Always something new and nifty when it comes to iGadgets and ads for mobile trends.
During his public unveiling of the multitasking iPhone 4.0 operating system, Apple hefe Steve Jobs said that his company is “directly targeting” Google with the launch of the iAd platform this June – it will focus on serving ads within the platform’s meaty 185k application environment.
Getting down on existing current rich media and search-based mobile ad solutions, Jobs stated that the key to iAd’s “success” will be the ability to “serve actionable ads without having to leave the app you’re using.”
The iAd system will not open up a new browser window, allowing users to instead stay within the application they currently have open.
The iAd platform also allows advertisers to find out where users are and supply ads relevant to their current location (and this brings up a whole new set of privacy concerns that Apple is going to have to wrangle). Apple will sell and host the ads and these ads will appear as mini-applications that offer free content: movie trailers, casual games and wallpapers. Developers, said Jobs, will retain 60% of the revenue generated.
Google is currently looking to purchase AdMob, Quattro’s rival, for $750 million, but those efforts may be stymied by the Federal Trade Commission. The argument against Google owning AdMob, from a regulatory standpoint, could be that Google already dominates the online ad market.
The Street writes:
Apple’s announcement might actually be a positive for Google in its attempt to secure AdMob, Susquehanna analyst Marianne Wolk wrote in a note. “A second major player investing significantly in the mobile advertising market could assuage the concerns of the FTC regarding Google’s acquisition of AdMob,” she wrote.
Right now the mobile ad market is tiny, at $300,000 million, but it could one day dwarf the $20 billion U.S. Internet ad space, Wolk wrote.
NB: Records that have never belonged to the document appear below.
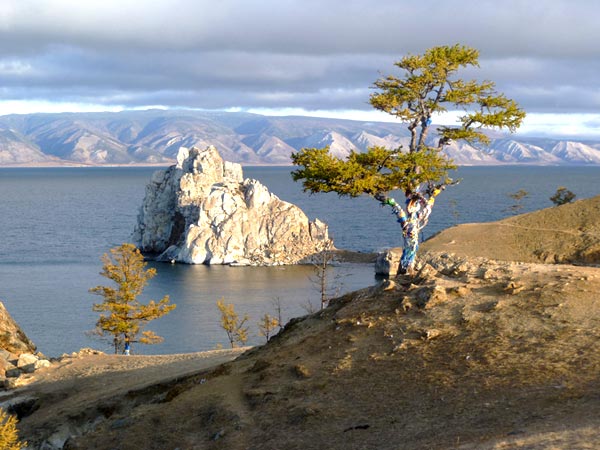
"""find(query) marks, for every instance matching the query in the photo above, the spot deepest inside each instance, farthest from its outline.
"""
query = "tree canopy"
(428, 86)
(122, 316)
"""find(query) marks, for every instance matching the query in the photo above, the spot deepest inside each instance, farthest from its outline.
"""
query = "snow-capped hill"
(512, 151)
(154, 136)
(339, 145)
(576, 152)
(364, 140)
(463, 153)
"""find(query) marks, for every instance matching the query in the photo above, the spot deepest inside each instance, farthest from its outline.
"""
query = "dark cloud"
(288, 53)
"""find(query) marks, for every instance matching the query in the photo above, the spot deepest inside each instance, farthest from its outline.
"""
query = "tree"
(428, 86)
(562, 196)
(267, 325)
(237, 333)
(9, 435)
(321, 267)
(122, 316)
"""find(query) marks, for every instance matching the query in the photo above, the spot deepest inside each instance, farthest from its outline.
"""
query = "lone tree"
(428, 86)
(562, 196)
(122, 316)
(9, 435)
(236, 329)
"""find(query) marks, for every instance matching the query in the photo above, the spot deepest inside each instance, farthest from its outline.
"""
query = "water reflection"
(194, 325)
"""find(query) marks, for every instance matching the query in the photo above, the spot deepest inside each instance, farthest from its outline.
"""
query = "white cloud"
(304, 55)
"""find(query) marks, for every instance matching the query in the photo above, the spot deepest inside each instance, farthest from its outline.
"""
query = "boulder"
(202, 211)
(12, 339)
(388, 262)
(27, 362)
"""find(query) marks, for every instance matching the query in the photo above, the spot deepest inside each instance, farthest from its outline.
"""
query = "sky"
(293, 57)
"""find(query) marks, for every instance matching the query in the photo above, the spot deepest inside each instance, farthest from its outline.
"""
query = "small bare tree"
(276, 302)
(267, 325)
(9, 435)
(237, 332)
(321, 266)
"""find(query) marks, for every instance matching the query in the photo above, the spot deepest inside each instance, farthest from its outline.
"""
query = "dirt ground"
(468, 353)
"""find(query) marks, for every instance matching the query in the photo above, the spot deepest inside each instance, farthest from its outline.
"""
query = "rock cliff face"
(17, 356)
(202, 211)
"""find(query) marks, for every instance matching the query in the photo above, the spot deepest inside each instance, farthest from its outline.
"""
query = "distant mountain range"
(154, 137)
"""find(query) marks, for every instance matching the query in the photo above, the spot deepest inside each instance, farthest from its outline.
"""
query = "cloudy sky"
(316, 57)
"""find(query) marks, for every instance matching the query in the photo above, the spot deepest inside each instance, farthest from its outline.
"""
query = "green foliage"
(9, 435)
(237, 333)
(377, 170)
(428, 86)
(267, 325)
(122, 315)
(562, 196)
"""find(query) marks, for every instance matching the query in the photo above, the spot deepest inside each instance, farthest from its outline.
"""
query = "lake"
(57, 222)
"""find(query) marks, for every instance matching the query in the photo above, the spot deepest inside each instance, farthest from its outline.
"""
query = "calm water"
(55, 224)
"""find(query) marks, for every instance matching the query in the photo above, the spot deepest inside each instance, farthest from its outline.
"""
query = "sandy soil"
(469, 353)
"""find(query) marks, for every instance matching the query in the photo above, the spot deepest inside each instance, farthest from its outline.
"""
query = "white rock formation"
(202, 211)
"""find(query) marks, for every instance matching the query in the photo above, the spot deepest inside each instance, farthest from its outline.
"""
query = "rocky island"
(470, 352)
(202, 211)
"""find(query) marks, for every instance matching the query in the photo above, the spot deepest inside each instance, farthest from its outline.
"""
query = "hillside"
(154, 137)
(470, 354)
(565, 234)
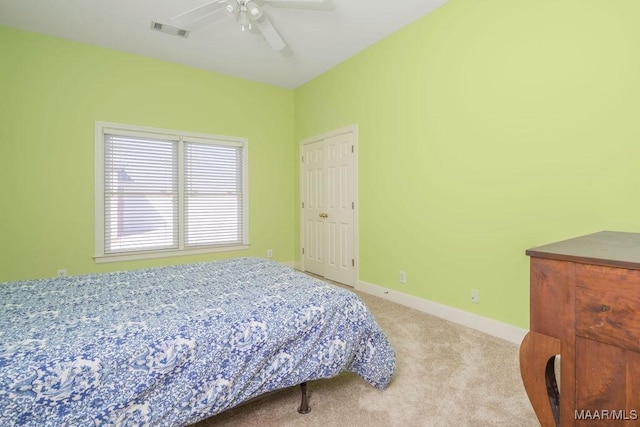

Google currently holds 10% of the mobile ad market, while Apple has 7%, pretty much making the market anyone’s game. AdMob could boost Google’s share of the market to 21%, Wolk said.
It’s looking like the trend for later this year and 2011 will the mobile ad war. A lot rides on the AdMob deal going through – without it, Google has limited mobile display or mobile in-app sales.
It appears to have a less significant reach as well, with just 8 million Android phone users and 25,000 apps. In comparison, Apple boasts 185,000 apps and a massive target base with its iPhone, iTouch and iPad.